I agree in one respect with a PoS tax, I do think its nuts for NZ to produce food for 20million, only eat 4.5million's worth of it but get "hammered" for all of it.
That would indeed be ideal. Calculating those carbon footprints would need to be a globally agreed data collection and application initiative. The World Economic Forum has a data capture/SI initiative at the moment - not intended to do what you are suggesting, but we are definitely becoming collectively capable of creating such a system;
This runs straight into the BOM explosion problem: when one considers that supermarkets run 25-35,000 SKU's, cars are made of 5-10,000 bits from multiple and frequently changing suppliers, and that mode of delivery (air, sea, sail, rail, truck, EV, cargo bike) significantly affects the footprint, the footprint calculation presents an insuperable problem.

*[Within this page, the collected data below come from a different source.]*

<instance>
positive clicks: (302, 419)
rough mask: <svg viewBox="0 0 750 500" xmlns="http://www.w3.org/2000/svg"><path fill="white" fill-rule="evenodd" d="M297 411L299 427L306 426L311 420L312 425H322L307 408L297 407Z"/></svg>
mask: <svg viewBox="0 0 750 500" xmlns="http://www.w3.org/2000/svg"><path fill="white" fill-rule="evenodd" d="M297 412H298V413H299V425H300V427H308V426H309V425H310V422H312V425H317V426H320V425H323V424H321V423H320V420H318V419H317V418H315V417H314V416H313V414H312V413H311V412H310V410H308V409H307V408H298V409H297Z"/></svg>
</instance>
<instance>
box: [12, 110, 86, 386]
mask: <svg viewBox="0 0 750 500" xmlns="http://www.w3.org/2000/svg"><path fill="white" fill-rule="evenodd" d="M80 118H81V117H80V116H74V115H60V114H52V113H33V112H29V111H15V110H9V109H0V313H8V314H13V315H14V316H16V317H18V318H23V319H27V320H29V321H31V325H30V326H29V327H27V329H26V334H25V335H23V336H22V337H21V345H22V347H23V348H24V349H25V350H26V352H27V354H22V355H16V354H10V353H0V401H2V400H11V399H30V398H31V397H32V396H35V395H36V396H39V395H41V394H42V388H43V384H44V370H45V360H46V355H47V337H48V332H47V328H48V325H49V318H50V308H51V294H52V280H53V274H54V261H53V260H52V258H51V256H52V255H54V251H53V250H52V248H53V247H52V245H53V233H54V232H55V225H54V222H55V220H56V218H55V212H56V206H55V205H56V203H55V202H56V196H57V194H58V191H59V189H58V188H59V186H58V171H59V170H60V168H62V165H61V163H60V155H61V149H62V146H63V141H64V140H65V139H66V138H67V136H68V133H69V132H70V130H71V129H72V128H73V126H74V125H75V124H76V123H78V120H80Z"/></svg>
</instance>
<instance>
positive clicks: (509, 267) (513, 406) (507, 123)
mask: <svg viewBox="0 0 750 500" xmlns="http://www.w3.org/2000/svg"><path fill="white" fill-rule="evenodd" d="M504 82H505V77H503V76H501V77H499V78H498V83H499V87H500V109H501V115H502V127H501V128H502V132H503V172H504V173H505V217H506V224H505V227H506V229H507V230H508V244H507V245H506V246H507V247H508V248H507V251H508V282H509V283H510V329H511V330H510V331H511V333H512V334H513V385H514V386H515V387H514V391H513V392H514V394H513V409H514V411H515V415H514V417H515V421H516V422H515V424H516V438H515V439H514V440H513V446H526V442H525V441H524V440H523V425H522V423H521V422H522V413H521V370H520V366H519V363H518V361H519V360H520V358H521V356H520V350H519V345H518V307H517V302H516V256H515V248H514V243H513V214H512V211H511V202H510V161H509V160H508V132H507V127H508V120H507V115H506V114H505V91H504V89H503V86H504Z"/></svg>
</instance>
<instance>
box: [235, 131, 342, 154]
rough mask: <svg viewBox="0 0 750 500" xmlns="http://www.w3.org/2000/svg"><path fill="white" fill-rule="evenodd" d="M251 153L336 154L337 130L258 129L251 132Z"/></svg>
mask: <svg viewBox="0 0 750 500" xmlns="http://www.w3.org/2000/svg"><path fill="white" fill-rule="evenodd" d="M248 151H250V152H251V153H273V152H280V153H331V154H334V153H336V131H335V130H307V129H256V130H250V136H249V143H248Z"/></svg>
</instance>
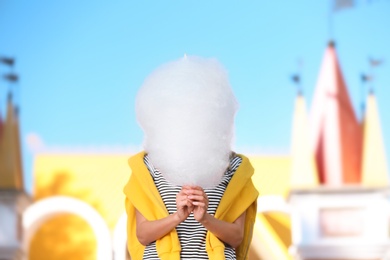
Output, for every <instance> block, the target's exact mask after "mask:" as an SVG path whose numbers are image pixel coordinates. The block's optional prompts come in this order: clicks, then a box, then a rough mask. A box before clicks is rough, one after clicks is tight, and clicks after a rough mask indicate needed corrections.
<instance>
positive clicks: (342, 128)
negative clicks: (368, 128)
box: [310, 42, 362, 186]
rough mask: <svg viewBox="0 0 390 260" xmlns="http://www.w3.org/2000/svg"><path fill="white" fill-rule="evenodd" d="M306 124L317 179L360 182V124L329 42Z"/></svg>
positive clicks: (337, 184) (343, 183)
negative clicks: (353, 109)
mask: <svg viewBox="0 0 390 260" xmlns="http://www.w3.org/2000/svg"><path fill="white" fill-rule="evenodd" d="M310 124H311V131H312V135H311V138H312V139H311V144H312V149H313V151H314V153H315V158H316V164H317V170H318V174H319V179H320V181H321V183H323V184H325V185H331V186H339V185H342V184H345V183H358V182H360V159H361V135H362V133H361V126H360V124H359V122H358V120H357V118H356V115H355V112H354V110H353V107H352V103H351V101H350V98H349V94H348V91H347V87H346V84H345V82H344V79H343V75H342V72H341V69H340V65H339V63H338V60H337V54H336V50H335V48H334V43H332V42H331V43H329V44H328V48H327V49H326V51H325V54H324V58H323V61H322V66H321V71H320V75H319V78H318V81H317V86H316V89H315V93H314V99H313V105H312V108H311V117H310Z"/></svg>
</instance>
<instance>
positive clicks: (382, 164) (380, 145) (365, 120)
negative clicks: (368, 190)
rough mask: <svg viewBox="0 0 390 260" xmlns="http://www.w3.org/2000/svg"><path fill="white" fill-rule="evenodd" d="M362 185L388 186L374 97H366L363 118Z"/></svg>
mask: <svg viewBox="0 0 390 260" xmlns="http://www.w3.org/2000/svg"><path fill="white" fill-rule="evenodd" d="M363 126H364V136H363V156H362V184H363V185H367V186H387V185H389V177H388V169H387V162H386V152H385V147H384V142H383V136H382V129H381V124H380V120H379V113H378V107H377V102H376V98H375V95H374V94H373V93H371V94H370V95H369V96H368V97H367V103H366V113H365V118H364V125H363Z"/></svg>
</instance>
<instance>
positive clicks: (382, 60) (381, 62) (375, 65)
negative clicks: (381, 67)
mask: <svg viewBox="0 0 390 260" xmlns="http://www.w3.org/2000/svg"><path fill="white" fill-rule="evenodd" d="M368 60H369V62H370V65H371V67H378V66H380V65H381V64H382V63H383V60H379V59H373V58H369V59H368Z"/></svg>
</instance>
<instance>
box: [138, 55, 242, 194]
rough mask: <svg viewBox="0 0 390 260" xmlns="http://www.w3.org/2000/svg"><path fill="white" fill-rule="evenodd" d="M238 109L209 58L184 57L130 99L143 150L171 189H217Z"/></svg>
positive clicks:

So it won't evah happen, unless (as we see with Ag emissions here) hugely simplified, one-size-fits-all methods and assumptions are adopted, which promptly destroys the very localism that needs to underpin acceptance.
Imposition of pos tax allows avoidance through solving the information deficit problem. If the supplier can provide a informational frame work that details their footprint better than the competition they gain a tax advantage, because arbitrary fees will be imposed otherwise. Compare this to the emissions tax or ets models where tax is avoided by shifting production to areas with lowest effective taxation.
Reward or punish plantation forestry by forcing ‘slash’ to be processed immediately on felling, either by partial combustion to create charcoal ( sequestratable for 40000 years as a soil additive) or bury and anaerobically produce methane for processing into hydrogen and graphite (Hazer process), again sequestering the carbon.
Also makes the land immediately plantable.
"As Paul McCartney suggests, if slaughterhouses had glass walls, everyone would be vegetarian."
Shows how ignorant he is really. How many FAL holders and hence hunters are there in NZ? Not only would they not flinch at a window they may even want to stand and watch to improve their technique.
Here's the video;
And with the pest issue (even if one confines it to goats, stoats, weasels, possums, thar etc), NZ faces, a lotta unflinching types are gonna be needed to trap, shoot, poison, gene-drive-exterminate and generally to mow 'em all down. Disclosure, I personally accounted for 3 outta 7 goats in a 5-hunter shoot a while ago. Woulda been more if I had had an MSSA....
1. Bottom trawling is just crazy. Stop it now.
2. Pokies. Not one point of argument in their favour. They gotta be eliminated.
The harm is well known. Less often discussed is the nature of the industry. I knew somebody quite well who was involved. Astonishing. The entire setup is mafia like. Cash disappears into thin air. Hidden kickbacks abound. Internal Affairs did a reasonable supervision job, but can't win really.
A cancer on the hospitality industry.